Theoretical Concepts

Presupposition: Okinawa as a quasi-colony of Japan (double structure: Japanese and US dominance)

  • Post-colonial hybridity
  • Writing back (against the center)
  • Mimicry (mocking by imitating)
  • Third space (negotiating identities)

Representing hitherto unarticulated experiences in this project is seen as a conscious act of resistance in a post colonial setting by which authors claim recognition and agency for Okinawan subjects.

Research Question

How is ‘Okinawa’ constructed in Okinawan and mainland Japanese literature and media productions?


  • What features are represented as ‘typically Okinawan‘?What are the common markers for ‘Okinawan-ness’?
  • What kinds of narrative and stylistic means are used to create a specific ‘Okinawan identity’? What effects do they create?
  • What purpose do the respective constructions of ‘Okinawan (cultural) difference’ serve?
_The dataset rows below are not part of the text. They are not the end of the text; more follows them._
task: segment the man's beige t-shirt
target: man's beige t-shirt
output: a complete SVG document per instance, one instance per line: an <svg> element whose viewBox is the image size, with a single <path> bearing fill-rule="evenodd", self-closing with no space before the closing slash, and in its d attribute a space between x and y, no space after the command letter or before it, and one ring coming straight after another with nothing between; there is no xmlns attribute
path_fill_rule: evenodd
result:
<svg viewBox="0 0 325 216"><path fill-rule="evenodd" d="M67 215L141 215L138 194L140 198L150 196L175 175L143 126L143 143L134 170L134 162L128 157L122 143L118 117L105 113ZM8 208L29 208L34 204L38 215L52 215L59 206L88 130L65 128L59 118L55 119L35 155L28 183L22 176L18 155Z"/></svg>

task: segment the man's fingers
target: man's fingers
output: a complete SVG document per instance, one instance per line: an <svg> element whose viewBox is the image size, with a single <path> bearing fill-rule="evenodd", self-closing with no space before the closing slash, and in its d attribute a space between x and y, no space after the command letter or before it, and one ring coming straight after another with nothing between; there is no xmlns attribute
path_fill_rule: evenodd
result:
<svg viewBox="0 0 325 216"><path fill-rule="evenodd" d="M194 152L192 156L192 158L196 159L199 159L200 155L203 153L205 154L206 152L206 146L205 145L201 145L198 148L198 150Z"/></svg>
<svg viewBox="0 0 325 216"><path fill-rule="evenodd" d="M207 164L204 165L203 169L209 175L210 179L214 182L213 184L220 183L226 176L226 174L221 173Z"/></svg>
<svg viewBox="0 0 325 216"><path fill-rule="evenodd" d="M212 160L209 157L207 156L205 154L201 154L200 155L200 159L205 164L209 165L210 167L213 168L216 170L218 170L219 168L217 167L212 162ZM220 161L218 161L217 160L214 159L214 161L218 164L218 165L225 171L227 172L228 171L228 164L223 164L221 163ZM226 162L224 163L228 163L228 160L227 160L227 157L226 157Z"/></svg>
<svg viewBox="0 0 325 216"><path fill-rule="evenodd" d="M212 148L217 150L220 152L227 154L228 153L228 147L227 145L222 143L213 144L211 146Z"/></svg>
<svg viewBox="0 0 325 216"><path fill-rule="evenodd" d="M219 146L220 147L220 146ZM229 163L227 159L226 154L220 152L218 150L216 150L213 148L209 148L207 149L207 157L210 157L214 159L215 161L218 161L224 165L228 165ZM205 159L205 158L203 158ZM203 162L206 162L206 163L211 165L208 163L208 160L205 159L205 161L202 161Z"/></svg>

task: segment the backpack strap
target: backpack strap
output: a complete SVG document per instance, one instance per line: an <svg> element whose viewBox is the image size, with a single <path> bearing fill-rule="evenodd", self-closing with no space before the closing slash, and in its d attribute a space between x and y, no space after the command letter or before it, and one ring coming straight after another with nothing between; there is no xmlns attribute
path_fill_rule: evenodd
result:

Discourse analysis – in combination with methods of literature and film analysis: identifying different lines of discourse & analyzing discourse fragments on the basis of the following questions:

  • What is (not) being said about Okinawa and its relationship to the Japanese main islands?
  • How is it said?
  • To what ends (what is the function of the respective images created)?
  • Who is speaking about the topic from what position?
  • Who has access to what kind of media? What audiences can be reached?
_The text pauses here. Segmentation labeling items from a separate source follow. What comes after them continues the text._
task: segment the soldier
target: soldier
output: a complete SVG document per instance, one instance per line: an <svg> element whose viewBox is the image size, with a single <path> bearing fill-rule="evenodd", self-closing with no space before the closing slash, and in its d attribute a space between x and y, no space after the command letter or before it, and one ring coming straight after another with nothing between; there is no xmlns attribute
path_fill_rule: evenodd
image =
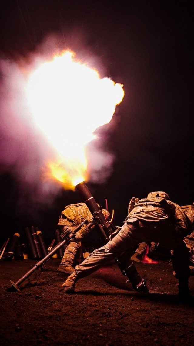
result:
<svg viewBox="0 0 194 346"><path fill-rule="evenodd" d="M106 209L103 209L102 211L106 218L109 217L109 213ZM67 229L73 232L74 228L85 219L89 221L91 220L92 218L92 215L85 203L71 204L66 207L62 212L58 225L62 233L65 234ZM77 232L75 239L71 240L66 247L60 265L57 268L58 271L67 274L74 272L73 265L76 253L81 246L82 240L86 237L93 228L88 230L84 225Z"/></svg>
<svg viewBox="0 0 194 346"><path fill-rule="evenodd" d="M94 272L118 254L126 250L132 252L138 244L153 241L173 250L172 261L179 281L180 297L183 300L192 299L188 285L190 275L188 251L183 239L191 233L193 227L180 207L170 201L167 193L151 192L147 198L135 204L111 240L77 266L62 286L66 292L72 292L79 279Z"/></svg>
  • Literary texts (novels, short stories, essays),
  • Movies,
  • Television productions (films and series) with
    1. Okinawa assetting
    2. Okinawan characters
    3. Okinawa as topic
  • From the 1990s to the present
  • By authors / filmmakers / producers from mainland Japan as well as from Okinawa


In Japanese (popular) literature and media productions,

  • Okinawa is frequently represented as Japan’s exotic ‘Other’
  • Okinawa serves as place of nostalgia
  • Okinawa is stereotyped, idealized and essentialized

The power to represent Okinawa on a wide scale seems to lie entirely in the hands of the Japanese mainstream media.

Results II

Authors from Okinawa

  • address inconvenient topics such as the                    
    1. Trauma of the Battle of Okinawa
    2. Military occupation
    3. Lack of future perspectives for young people
    4. Economically difficult living conditions
  • tend to ironically invert the image of Okinawa as healing island paradise
  • deconstruct Okinawan ‘traditions’
  • counter the Japanese presupposition that there is something like one Okinawan identity, by creating many different versions of how Okinawa might be
  • use post colonial strategies of empowerment, such as, e.g. mimicry

But: They remain outside the dominant discourse and do not reach a wide audience.